Retour du séjour linguistique de Göppingen.

Lundi 23 juillet 1985.

L’ambiance était bonne (très). J’y ai fait connaissance d’Elodie.
Le départ avait lieu de Paris, mais il y avait d’autres arrêts auxquels on pouvait monter, notamment celui de Strasbourg, ( je ne sais pourquoi mais lorsque je sus que j'avais été reçu au CNR, je m’étais dit que je serais professeur de piano au conservatoire national de Strasbourg ).
A l’arrêt de Strasbourg, sur le quai, nous aperçûmes un homme, avec un blouson, portant une valise, suivi d’une jeune fille. L’ homme demanda avec une certaine retenue depuis le quai:
“Etes-vous bien le groupe qui part à Göppingen?”
“Oui !” répondîmes-nous tous en choeur.
“ Où est la responsable!” reprit l’ homme.
“ Elle dort!” répondîmes-nous en riant un peu.
Ensuite la jeune fille monta et alla dans son compartiment. Elle en ressortit, ouvrit la fenêtre du couloir, s’y accouda et tourna la tête à droite.
Deux jours plus tard, lorsque nous vîmes notre professeur d’allemand et que nous eûmes écrit nos noms sur une feuille de papier exposée à la vue de chacun, j'y inscrivis Tissier Alexander au lieu de Tissier Alexandre. Elodie était dans la même rangée que moi, nous étions seulement séparés par une fille. Voyant que j’avais écrit Alexander, elle le prononça avec un accent vulgaire volontaire , c’est-à-dire qu’au lieu de prononcer Alexaneder, elle le prononça à la française, ce qui donna Alexander. Ce fut notre premier contact. Et moi lorsque je vis qu’elle s'appelait Elodie Weber, je l’appelai bien entendu Mélodie Weber! Ce fut tout.
Une semaine après, j’eus l’occasion de reparler avec elle. Cette occasion avait été amenée par les interminables parties de baby foot que nous avions faites ensemble pendant la pause entre les cours. Nous discutâmes des signes du zodiaque. Quelle ne fut pas ma surprise lorsque j’appris qu’elle était verseau et qu’elle était née le 15 février 1971 à 8 heures du soir! Dès lors une certaine amitié commença entre nous deux.
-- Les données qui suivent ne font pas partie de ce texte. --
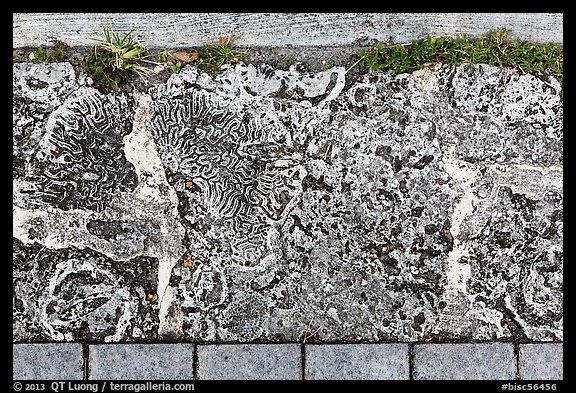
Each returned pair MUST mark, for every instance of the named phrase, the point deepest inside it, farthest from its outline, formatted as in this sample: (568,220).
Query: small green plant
(165,57)
(493,48)
(212,56)
(55,54)
(328,63)
(41,56)
(59,51)
(114,58)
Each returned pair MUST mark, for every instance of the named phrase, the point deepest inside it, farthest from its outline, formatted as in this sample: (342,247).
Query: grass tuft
(493,48)
(114,58)
(212,56)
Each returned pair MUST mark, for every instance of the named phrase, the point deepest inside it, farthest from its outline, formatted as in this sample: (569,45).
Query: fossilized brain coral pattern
(80,162)
(226,153)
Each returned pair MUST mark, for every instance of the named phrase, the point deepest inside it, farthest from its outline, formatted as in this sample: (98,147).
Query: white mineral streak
(464,175)
(141,151)
(532,181)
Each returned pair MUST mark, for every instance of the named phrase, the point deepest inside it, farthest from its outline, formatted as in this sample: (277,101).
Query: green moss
(212,56)
(113,59)
(493,48)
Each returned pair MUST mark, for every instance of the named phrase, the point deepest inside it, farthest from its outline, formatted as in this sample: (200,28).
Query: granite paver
(357,361)
(541,361)
(249,361)
(141,361)
(464,361)
(47,361)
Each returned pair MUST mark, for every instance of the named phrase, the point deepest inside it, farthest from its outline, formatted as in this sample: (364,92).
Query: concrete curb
(173,30)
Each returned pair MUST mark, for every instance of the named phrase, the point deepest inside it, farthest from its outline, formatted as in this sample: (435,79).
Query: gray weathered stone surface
(47,361)
(267,204)
(175,30)
(541,361)
(141,361)
(357,361)
(464,361)
(249,361)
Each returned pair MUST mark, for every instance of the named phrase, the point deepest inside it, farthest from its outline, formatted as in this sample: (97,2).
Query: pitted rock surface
(278,205)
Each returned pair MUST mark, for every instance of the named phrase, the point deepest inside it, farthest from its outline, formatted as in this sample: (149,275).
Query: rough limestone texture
(274,205)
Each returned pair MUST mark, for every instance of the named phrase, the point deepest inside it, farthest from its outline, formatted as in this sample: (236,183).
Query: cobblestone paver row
(188,361)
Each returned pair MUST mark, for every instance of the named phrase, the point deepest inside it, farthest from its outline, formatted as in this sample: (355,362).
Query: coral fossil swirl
(226,154)
(80,162)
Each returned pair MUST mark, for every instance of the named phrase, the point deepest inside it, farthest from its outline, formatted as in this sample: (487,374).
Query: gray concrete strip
(491,361)
(47,361)
(172,30)
(249,361)
(357,361)
(541,361)
(141,361)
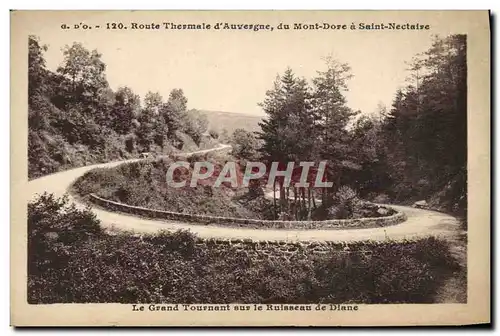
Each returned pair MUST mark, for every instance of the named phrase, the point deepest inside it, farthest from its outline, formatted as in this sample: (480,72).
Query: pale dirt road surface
(420,223)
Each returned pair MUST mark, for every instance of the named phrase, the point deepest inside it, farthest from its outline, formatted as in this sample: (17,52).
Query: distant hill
(230,121)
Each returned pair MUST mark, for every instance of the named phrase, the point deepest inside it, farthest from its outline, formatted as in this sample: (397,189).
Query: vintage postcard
(250,168)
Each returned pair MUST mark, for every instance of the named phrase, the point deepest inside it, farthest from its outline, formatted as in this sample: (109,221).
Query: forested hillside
(75,118)
(414,150)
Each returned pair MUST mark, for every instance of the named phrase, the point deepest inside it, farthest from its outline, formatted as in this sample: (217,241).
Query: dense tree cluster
(75,118)
(415,150)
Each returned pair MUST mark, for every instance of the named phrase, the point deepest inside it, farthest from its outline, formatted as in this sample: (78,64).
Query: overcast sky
(231,71)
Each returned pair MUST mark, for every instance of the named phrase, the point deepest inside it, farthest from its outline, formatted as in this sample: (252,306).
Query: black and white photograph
(276,162)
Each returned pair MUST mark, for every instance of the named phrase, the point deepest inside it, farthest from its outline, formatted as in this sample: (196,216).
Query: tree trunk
(295,206)
(308,203)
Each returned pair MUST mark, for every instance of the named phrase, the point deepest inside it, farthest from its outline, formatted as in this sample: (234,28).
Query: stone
(420,204)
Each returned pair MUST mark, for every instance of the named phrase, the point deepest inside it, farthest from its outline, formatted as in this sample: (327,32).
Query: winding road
(420,223)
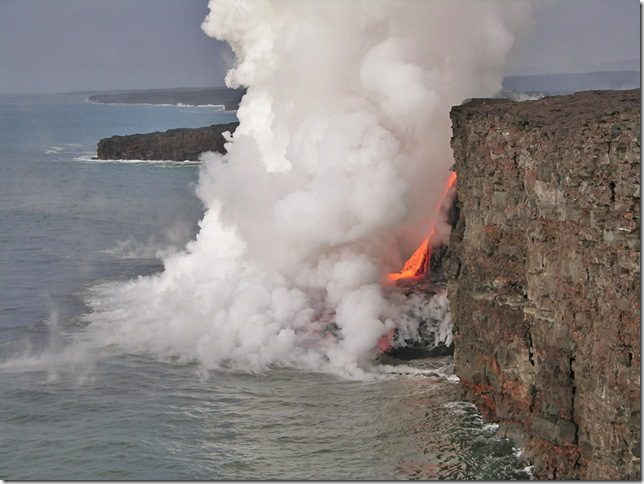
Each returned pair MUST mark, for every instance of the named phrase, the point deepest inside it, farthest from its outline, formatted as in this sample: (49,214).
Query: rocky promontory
(175,144)
(544,276)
Le jour du départ, nous allâmes à la piscine l’après-midi. Etaient venues avec nous Yane et Marianne. Sur le chemin de l’aller, elle essaya de me prendre plus ou moins le bras et ensuite me poussa en avant. Pour rentrer de la piscine, nous prîmes un bus, que nous eûmes de justesse d’ailleurs, pour aller à la gare routière afin de rentrer chacun dans nos villages situés aux environs de Göppingen. Il y avait bien une demi-heure d’attente avant le départ de mon bus. Nous allâmes au supermarché d’à côté et nous y achetâmes de la nourriture. Puis je montai dans mon bus, leur adressai un signe de la main et leur dit:"au revoir, à ce soir".
Dans le train, au départ de Stuttgart (la ligne n’étant pas directe, nous prîmes un train à Göppingen qui nous amena vers Stuttgart), lorsque les coups de sifflet du chef de gare retentirent , Elodie arriva suivie de Marianne. Elle ouvrit grand ses bras et nous tombâmes dans les bras l'un de l’autre puis je tombai dans les bras de Marianne. Nous nous installâmes tout en haut dans les couchettes sur lesquelles nous nous assîmes et l’on discuta. Au fur et à mesure que le temps passait, Elodie parlait moins. Elle devait descendre à Strasbourg. Elle me demanda d’écrire quelque chose dans le cahier dans lequel elle recueillit toutes les signatures. Je la nommai ...abat-jour...ce qui l’amusa. Je ne sais pourquoi mais je trouvais qu’elle ressemblait à un abat-jour. Le train arriva en gare de Strasbourg. Elle nous fit la bise. Elle avait les yeux embués de larmes. Son père l’attendait sur le quai, elle resta jusqu’à ce que le train parte. Et avec un petit sourire mélancolique, une lueur de tendresse dans les yeux, elle me dit quelque chose que je ne compris pas mais qui se termina par ...abat-jour. Lorsque le train repartit et que nous la saluâmes, je criai avec véhémence : ”adieu Elodie”.
Je la revois avec sa casquette, sa veste blanche et son pantalon bleu très clair.